It has been stated that the idea of ghosts as being merely the risen dead is just a recent concept, but if we cast our minds back to Eziekel 37 we find a very such references. In this chapter, to cut a long story short, god leads Ezi down to a valley of dry bones, whereby Ezi asks god if the bones shall every live again and god replies ‘I will cause breath to enter you and you shall live again, I will lay sinews upon you, and cover you with flesh, and form skin over you. And I will put breath into you and you shall live again’. After this Ezi was disturbed by the sounds of rising bones as they formed ghostlike human figures. Also in Daniel 12:2-3 we find further references to the dead rising from ‘sleep in the dust of the earth’ to inhabit the Earth evermore in a ghostlike presence.

So far we have had god , angels and the dead appearing in human form, or some spiritual sense inline with the conditions of the definitions stated above; We have seen ghosts, but one ghost is probably more well known within the Jewish faith than any other, Elijahu. Elijahu was a prophet, and his greatness was such that he was appointed to appear alive again before the judgment, and coming of the Messiah to prepare humanity and resurrect the dead, see Malachi 3:23. But until his appearance he is supposed to appear in Jewish custom, derived from the commentaries, annually at the household of each Jew, signified with the ritual doorpost, the Mezzuzah, where upon he would enter the house during the Passover service to drink a sip of wine especially left out for him, in his own glass. Each year Jewish children sit with one eye poised over the cup to see that fraction of a drop disappear, and each year the same joke is made countless times globally in over a hundred different languages, about how drunk Elijahu will be by the time he has drunk from so many cups, and each year the joke becomes less funny. All of this for a ghost that some suppose does not exist.

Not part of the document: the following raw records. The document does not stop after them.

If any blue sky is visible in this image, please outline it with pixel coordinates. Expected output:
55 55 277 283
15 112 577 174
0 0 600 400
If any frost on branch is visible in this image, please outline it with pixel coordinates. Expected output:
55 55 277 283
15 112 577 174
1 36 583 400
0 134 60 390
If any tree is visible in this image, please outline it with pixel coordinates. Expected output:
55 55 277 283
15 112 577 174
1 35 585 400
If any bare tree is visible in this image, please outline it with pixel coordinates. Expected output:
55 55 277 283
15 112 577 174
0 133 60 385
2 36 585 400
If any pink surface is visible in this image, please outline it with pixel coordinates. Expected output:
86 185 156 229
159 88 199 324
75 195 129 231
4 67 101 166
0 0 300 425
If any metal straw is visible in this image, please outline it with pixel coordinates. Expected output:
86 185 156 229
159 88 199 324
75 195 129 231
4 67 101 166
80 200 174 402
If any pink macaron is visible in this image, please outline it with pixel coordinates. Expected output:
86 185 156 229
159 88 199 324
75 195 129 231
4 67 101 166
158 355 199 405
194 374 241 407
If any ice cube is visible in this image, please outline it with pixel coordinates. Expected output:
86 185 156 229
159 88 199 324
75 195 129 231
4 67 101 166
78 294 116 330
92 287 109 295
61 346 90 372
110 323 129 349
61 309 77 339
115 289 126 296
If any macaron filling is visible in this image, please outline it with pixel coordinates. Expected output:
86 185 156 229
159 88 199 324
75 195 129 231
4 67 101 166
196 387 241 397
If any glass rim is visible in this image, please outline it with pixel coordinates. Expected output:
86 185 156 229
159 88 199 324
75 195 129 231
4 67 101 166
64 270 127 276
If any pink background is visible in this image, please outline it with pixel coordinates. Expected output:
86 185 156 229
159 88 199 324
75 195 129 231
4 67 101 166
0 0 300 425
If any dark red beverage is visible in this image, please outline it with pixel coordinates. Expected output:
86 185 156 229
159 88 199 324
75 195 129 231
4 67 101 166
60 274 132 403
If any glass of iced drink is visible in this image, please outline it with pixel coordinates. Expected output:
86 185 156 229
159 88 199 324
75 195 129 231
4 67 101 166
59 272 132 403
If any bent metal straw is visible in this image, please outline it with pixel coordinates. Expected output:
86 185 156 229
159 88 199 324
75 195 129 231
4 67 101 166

We have jumped around from one book of the Tanach to another, some pointing the finger to pillars of fire that lead the Jewish people in Ba’Midbar, others feature messengers of god coming to Earth in human manifestations. We also have god appearing to Ezikel and resurrecting the dead as ghosts. Finally we saw how Elijahu, the archetype when it comes to Jewish ghosts, and his worldwide trek drinking from the cups of Jews in apprehension of the coming of the Messiah, will be the final Jewish ghost, and with his appearance all will be revealed. Until then we will are forced to resort to one of the most holy of Jewish sources, Woody Allen; ‘There is no question that there is an unseen world. The problem is, how far is it from midtown, and how late is it open ? Unexplainable events occur constantly. One man will see a spirit. Another will hear voices, A third will wake up and find himself running in the Preakness... What is behind these experiences ? Or in front of them, for that matter? Is it true that some men can foresee the future or communicate with ghosts? And after death is it still possible to take showers?’